This has been a week of decisions... some harder than others.
One of the hardest ones was my decision to let go of something precious to me.
Furthering my education.
I am currently enrolled at Indiana Wesleyan University with one year left to go.
I have a new job that I love, as a Hospice Case Manager, but it is very demanding, and we have one teenager left here at home.
Falling behind in a little bit of everything, and trying to live with my stress level exceeding the legal limit, I finally decided that something had to go.
Well, we can't sell our daughter. We've tried, no one will buy her. (Just kidding!)
We need my job to survive, so that was a no go.... so what's left? Yep.... my school. My wonderful, online school that I adore......
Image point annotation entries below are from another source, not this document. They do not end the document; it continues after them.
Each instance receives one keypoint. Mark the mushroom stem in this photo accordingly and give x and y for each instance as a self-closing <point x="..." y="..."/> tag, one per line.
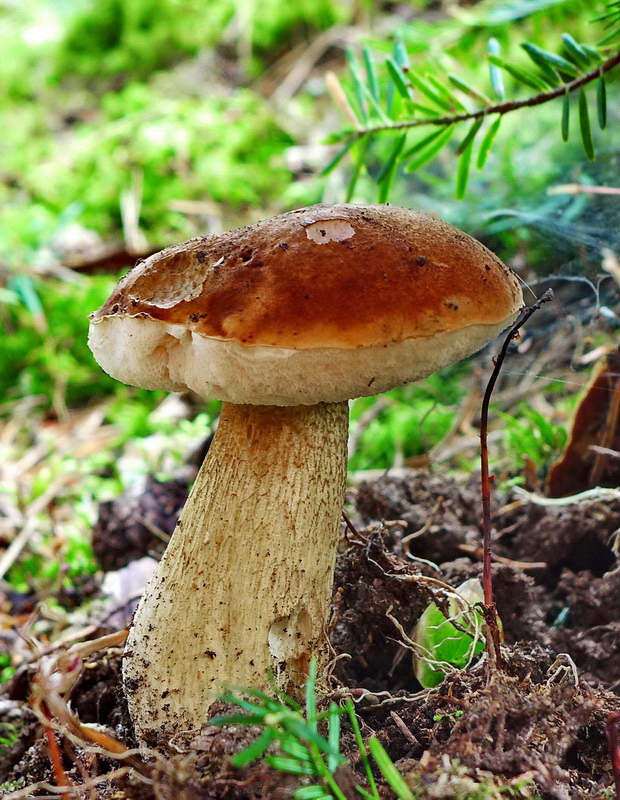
<point x="242" y="592"/>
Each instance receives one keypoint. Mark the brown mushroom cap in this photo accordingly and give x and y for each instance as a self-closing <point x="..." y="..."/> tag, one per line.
<point x="370" y="296"/>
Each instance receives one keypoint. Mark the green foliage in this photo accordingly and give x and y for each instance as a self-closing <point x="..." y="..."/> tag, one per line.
<point x="53" y="360"/>
<point x="73" y="558"/>
<point x="441" y="645"/>
<point x="402" y="101"/>
<point x="114" y="38"/>
<point x="529" y="435"/>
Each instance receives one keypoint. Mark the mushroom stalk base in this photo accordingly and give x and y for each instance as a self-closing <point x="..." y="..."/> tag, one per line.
<point x="242" y="592"/>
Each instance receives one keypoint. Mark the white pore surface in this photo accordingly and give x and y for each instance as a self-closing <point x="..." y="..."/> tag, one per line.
<point x="157" y="355"/>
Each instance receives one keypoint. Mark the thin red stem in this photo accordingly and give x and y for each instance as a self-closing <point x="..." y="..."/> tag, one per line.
<point x="485" y="480"/>
<point x="499" y="108"/>
<point x="613" y="737"/>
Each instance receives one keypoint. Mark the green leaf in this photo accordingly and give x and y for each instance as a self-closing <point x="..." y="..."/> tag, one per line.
<point x="540" y="56"/>
<point x="396" y="75"/>
<point x="592" y="52"/>
<point x="565" y="116"/>
<point x="359" y="741"/>
<point x="422" y="143"/>
<point x="601" y="102"/>
<point x="333" y="736"/>
<point x="385" y="178"/>
<point x="462" y="173"/>
<point x="314" y="792"/>
<point x="293" y="748"/>
<point x="474" y="93"/>
<point x="469" y="136"/>
<point x="359" y="160"/>
<point x="576" y="52"/>
<point x="521" y="75"/>
<point x="584" y="124"/>
<point x="310" y="696"/>
<point x="426" y="90"/>
<point x="290" y="765"/>
<point x="431" y="150"/>
<point x="389" y="771"/>
<point x="255" y="750"/>
<point x="358" y="83"/>
<point x="446" y="93"/>
<point x="331" y="166"/>
<point x="497" y="82"/>
<point x="446" y="644"/>
<point x="371" y="73"/>
<point x="487" y="141"/>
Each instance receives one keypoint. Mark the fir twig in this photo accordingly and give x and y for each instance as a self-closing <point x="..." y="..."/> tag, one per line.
<point x="502" y="108"/>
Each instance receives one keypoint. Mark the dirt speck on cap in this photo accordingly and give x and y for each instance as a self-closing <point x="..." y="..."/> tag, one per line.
<point x="330" y="230"/>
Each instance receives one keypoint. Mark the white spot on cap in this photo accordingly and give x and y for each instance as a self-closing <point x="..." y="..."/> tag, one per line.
<point x="330" y="230"/>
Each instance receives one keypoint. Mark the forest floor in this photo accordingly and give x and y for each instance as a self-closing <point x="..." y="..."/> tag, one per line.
<point x="534" y="728"/>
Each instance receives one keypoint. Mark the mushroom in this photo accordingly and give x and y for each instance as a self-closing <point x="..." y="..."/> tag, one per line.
<point x="284" y="321"/>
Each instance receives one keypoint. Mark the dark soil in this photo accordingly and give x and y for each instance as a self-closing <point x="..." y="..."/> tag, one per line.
<point x="479" y="730"/>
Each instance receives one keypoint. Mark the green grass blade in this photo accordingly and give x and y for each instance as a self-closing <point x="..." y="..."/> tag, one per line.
<point x="359" y="741"/>
<point x="422" y="87"/>
<point x="497" y="81"/>
<point x="333" y="737"/>
<point x="538" y="55"/>
<point x="401" y="56"/>
<point x="422" y="143"/>
<point x="396" y="76"/>
<point x="312" y="793"/>
<point x="584" y="124"/>
<point x="337" y="158"/>
<point x="255" y="750"/>
<point x="487" y="142"/>
<point x="601" y="102"/>
<point x="385" y="179"/>
<point x="359" y="160"/>
<point x="565" y="116"/>
<point x="593" y="53"/>
<point x="576" y="52"/>
<point x="292" y="747"/>
<point x="366" y="795"/>
<point x="358" y="84"/>
<point x="371" y="73"/>
<point x="462" y="173"/>
<point x="238" y="719"/>
<point x="431" y="150"/>
<point x="389" y="771"/>
<point x="290" y="765"/>
<point x="521" y="75"/>
<point x="311" y="697"/>
<point x="471" y="91"/>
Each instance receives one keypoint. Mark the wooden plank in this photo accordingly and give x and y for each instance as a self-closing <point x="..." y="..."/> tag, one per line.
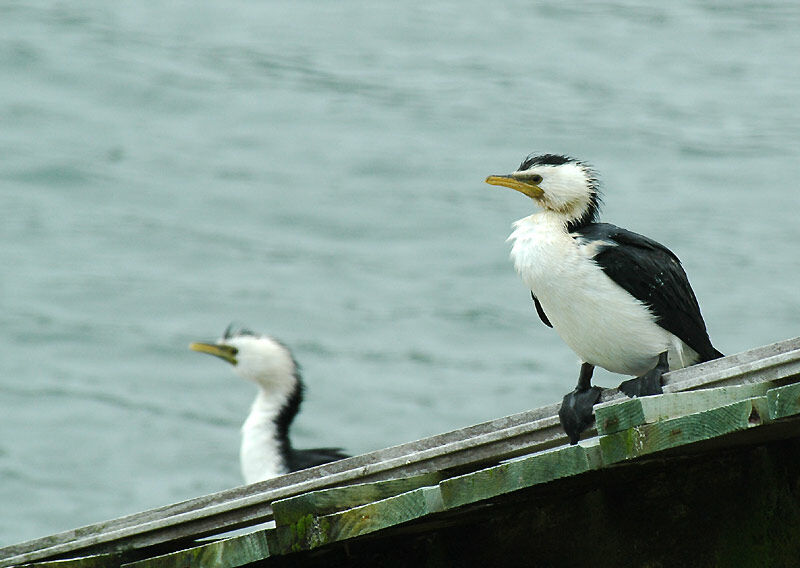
<point x="226" y="553"/>
<point x="784" y="401"/>
<point x="650" y="438"/>
<point x="517" y="474"/>
<point x="473" y="446"/>
<point x="327" y="501"/>
<point x="771" y="362"/>
<point x="311" y="531"/>
<point x="93" y="561"/>
<point x="649" y="409"/>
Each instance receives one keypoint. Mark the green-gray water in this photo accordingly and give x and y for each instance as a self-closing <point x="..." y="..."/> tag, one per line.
<point x="315" y="171"/>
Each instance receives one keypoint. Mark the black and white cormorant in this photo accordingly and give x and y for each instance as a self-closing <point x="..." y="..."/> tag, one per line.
<point x="266" y="451"/>
<point x="620" y="300"/>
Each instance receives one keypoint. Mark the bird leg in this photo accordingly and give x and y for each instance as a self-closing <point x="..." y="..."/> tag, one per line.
<point x="576" y="408"/>
<point x="650" y="382"/>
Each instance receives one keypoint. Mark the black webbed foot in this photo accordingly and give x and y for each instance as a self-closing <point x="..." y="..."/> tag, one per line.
<point x="576" y="408"/>
<point x="576" y="412"/>
<point x="649" y="383"/>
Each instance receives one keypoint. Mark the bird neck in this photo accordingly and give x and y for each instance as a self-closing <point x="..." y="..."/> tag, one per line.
<point x="266" y="446"/>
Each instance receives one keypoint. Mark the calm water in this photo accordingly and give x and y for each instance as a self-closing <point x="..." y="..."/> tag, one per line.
<point x="315" y="170"/>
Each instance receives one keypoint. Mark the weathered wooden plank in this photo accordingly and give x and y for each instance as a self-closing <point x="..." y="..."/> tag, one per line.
<point x="226" y="553"/>
<point x="771" y="362"/>
<point x="784" y="401"/>
<point x="650" y="438"/>
<point x="93" y="561"/>
<point x="327" y="501"/>
<point x="648" y="409"/>
<point x="474" y="446"/>
<point x="517" y="474"/>
<point x="311" y="531"/>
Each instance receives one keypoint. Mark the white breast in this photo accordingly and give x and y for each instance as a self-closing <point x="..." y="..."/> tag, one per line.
<point x="597" y="318"/>
<point x="260" y="455"/>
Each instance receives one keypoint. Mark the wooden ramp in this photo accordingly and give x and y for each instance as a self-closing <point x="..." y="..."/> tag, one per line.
<point x="512" y="486"/>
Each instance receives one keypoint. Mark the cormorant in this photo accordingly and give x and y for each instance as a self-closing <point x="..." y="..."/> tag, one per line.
<point x="266" y="450"/>
<point x="620" y="300"/>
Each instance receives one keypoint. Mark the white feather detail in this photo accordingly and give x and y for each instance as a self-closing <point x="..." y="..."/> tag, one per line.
<point x="595" y="317"/>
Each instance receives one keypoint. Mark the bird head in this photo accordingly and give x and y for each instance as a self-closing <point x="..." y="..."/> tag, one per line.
<point x="258" y="358"/>
<point x="556" y="183"/>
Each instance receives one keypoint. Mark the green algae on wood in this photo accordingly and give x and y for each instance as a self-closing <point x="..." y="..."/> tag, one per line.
<point x="517" y="474"/>
<point x="784" y="401"/>
<point x="645" y="410"/>
<point x="311" y="532"/>
<point x="327" y="501"/>
<point x="227" y="553"/>
<point x="649" y="438"/>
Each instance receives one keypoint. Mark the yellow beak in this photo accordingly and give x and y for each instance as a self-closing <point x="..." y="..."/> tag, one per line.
<point x="531" y="190"/>
<point x="225" y="352"/>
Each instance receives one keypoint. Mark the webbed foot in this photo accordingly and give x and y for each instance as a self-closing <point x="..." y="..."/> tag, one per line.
<point x="649" y="383"/>
<point x="576" y="411"/>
So last night, I resigned myself from the program and with much tearful guilt and feelings of failure, I went to bed, only to be awakened out of a dead slumber at 1:30am with a screaming headache and zillions of thoughts running through my brain.
Took some meds, and finally fell into a fitful sleep until that beast of an alarm rang.....
With a slightly clearer head this morning, I called and explained my dilemma to a counselor, who suggested that I put classes off until the next class comes through this coming May.
She fixed my worries and troubles with a few clicks of the computer, and I am STILL a happy student with IWU, just taking a break until May 2011 when I shall resume my studies with an increased vigor!
YIPEEE!!!!! Thank you Jamie... you made me feel so much better today and helped me remove this HUGE burden off my shoulders.